Shares of Yahoo have surged nearly 20% this year thanks to the merger chatter. Google (GOOG, Fortune 500), meanwhile, has lost nearly a third of its market value due to fears of slowing growth and concerns about the impact a recession may have on online advertising.

To be sure, Google's paid click volume, which measures how many times people click on sponsored ads, actually fell in January and was only up 3% in February, according to reports from research firm comScore.

But a focus on just this number is incredibly short-sighted. comScore has conceded that one reason for the slowdown is that Google is doing a better job of getting rid of low-quality ads that do nothing more than boost click counts but don't really lead to added sales.
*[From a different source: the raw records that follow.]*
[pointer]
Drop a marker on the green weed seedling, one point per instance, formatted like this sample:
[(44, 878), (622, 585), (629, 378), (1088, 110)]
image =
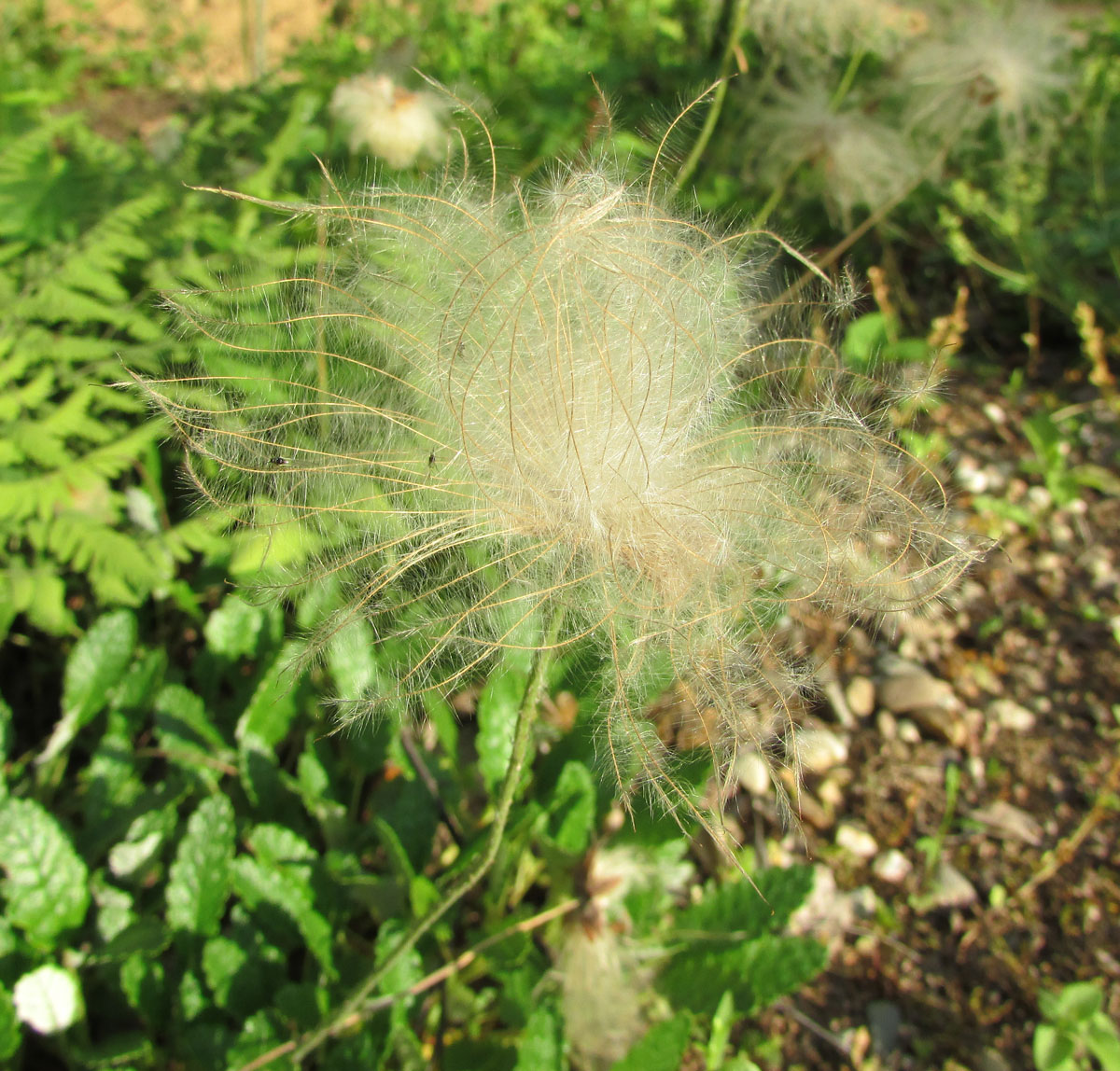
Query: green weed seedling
[(1075, 1030)]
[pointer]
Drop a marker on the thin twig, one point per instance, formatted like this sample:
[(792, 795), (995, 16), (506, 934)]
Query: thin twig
[(357, 1007), (735, 32), (1067, 848)]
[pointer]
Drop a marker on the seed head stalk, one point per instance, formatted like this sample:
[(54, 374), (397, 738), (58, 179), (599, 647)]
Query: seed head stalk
[(354, 1009)]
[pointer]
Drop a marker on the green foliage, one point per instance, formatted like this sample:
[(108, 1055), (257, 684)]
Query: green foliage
[(1075, 1030), (189, 848), (45, 886)]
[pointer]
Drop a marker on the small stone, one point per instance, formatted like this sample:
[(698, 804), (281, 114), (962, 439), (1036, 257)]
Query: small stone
[(912, 690), (1012, 716), (751, 772), (820, 750), (1012, 822), (949, 889), (908, 733), (861, 696), (942, 723), (830, 792), (891, 867), (860, 842), (885, 1022), (995, 413)]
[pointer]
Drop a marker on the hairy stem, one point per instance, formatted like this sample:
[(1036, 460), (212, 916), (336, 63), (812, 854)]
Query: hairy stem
[(358, 1004), (735, 32)]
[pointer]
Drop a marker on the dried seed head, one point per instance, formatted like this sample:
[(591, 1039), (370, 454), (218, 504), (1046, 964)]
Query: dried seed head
[(497, 404)]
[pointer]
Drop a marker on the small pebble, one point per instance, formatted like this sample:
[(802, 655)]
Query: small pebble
[(820, 750), (1012, 716), (908, 733), (908, 691), (861, 696), (1012, 822), (751, 772), (891, 867), (885, 1022), (949, 889), (860, 842)]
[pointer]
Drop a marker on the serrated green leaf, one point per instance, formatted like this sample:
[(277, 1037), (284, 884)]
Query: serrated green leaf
[(498, 705), (409, 968), (279, 847), (258, 1036), (256, 882), (95, 665), (1053, 1050), (46, 885), (739, 909), (115, 908), (144, 986), (662, 1049), (222, 960), (571, 809), (193, 999), (146, 938), (185, 732), (49, 999), (756, 973), (144, 841), (141, 680), (10, 1036), (199, 883), (1076, 1003), (541, 1048), (273, 707)]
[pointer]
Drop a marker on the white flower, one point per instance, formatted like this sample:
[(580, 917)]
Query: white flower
[(854, 159), (835, 26), (49, 999), (398, 125), (511, 407), (1009, 63)]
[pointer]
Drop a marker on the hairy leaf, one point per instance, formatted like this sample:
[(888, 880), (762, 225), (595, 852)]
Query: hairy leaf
[(46, 887), (199, 884)]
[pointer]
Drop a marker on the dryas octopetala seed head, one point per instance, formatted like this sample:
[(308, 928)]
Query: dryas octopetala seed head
[(493, 405)]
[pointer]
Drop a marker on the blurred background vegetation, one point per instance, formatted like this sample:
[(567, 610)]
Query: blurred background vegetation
[(196, 869)]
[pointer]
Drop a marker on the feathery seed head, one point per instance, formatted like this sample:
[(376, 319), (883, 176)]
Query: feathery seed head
[(1009, 63), (397, 125), (497, 404), (856, 158)]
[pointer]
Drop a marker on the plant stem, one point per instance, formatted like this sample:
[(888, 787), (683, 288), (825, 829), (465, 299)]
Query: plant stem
[(735, 32), (357, 1005)]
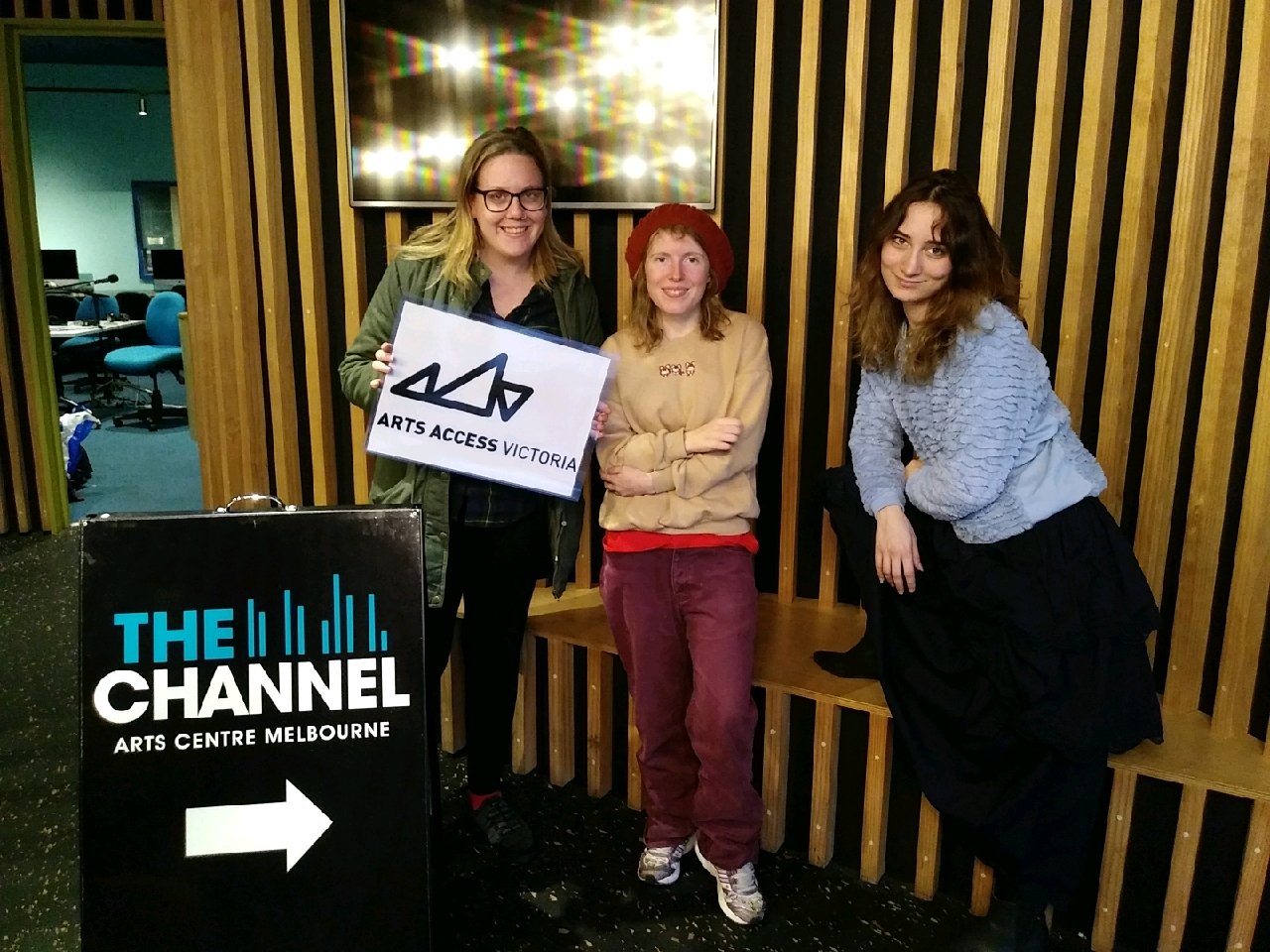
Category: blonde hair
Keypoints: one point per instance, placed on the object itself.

What Google is attempting to do is reduce the number of ads on its site so it can actually generate more revenue per click. And that's what is really important - increasing the relevance and effectiveness of search ads should translate to higher ad rates and more revenue and profits for Google.

With this in mind, the big pullback in Google's stock creates a great buying opportunity for long-term investors that want to capitalize on Google's growth.

Google will report its first-quarter results on April 17. Wall Street still expects the company to post a 42% increase in sales from a year ago and 23% jump in earnings. For the full year, Wall Street expects sales to surge 36% and profits to climb 26%. And over the next five years, analysts 30% average earnings growth.

Most corporations would kill for this type of growth. Despite this, Google's stock now trades at just 24 times 2008 earnings estimates. Yahoo, on the other hand, trades at a whopping 60 times earnings estimates. And profits are just expected to be flat this year.

Google has a massive market share lead in search over Yahoo. And even if Yahoo and Microsoft finally agreed to a friendly deal, it would still enjoy a sizable advantage.

So if you're an investor looking for a great growth stock now trading at a bargain, tune out the latest twists and turns in the Yahoo takeover saga, and search no further than Google.